Two years later Leavitt's career had taken off, causing The New York Times to note that "artist Leavitt has won distinction in his work and has a host of friends in intellectual circles." That same year, 1903, Leavitt went west to Lincoln, Nebraska, to paint the portrait of attorney and Presidential candidate William Jennings Bryan. The portrait sessions were repeatedly interrupted by demands on Bryan, and the 32-year-old artist and the politician's 18-year-old daughter Ruth Bryan struck up a friendship. On September 17, 1903, the couple announced their plans to marry the next month, meaning the politician's daughter would leave her freshly started career at the University of Nebraska. In announcing the marriage, The New York Times noted that "Preparations Under Way to Make It an Elaborate Society Event."

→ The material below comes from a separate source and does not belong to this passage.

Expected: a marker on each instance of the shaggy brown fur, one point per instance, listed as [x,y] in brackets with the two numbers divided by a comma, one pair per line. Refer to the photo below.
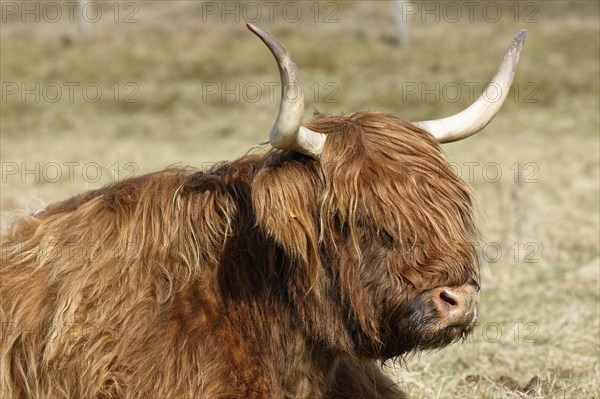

But the big society wedding never transpired. Senator Bryan opposed the match, because of the difference in ages of the couple, as well as the fact that his daughter Ruth had just begun college. The couple married, in a small civil ceremony – described by the newspapers as 'informal' – attended by Bryan's parents, the members of Miss Bryan's college sorority and the widow of the college president and minister who had married William Jennings Bryan and his wife. William Leavitt's mother traveled to Nebraska from Rhode Island for the wedding, which was held in the Bryan home at Lincoln. "In accordance with Miss Bryan's wishes and those of her parents," noted The Oswego Daily Times, "the wedding appointments will be void of any attempt at elaboration."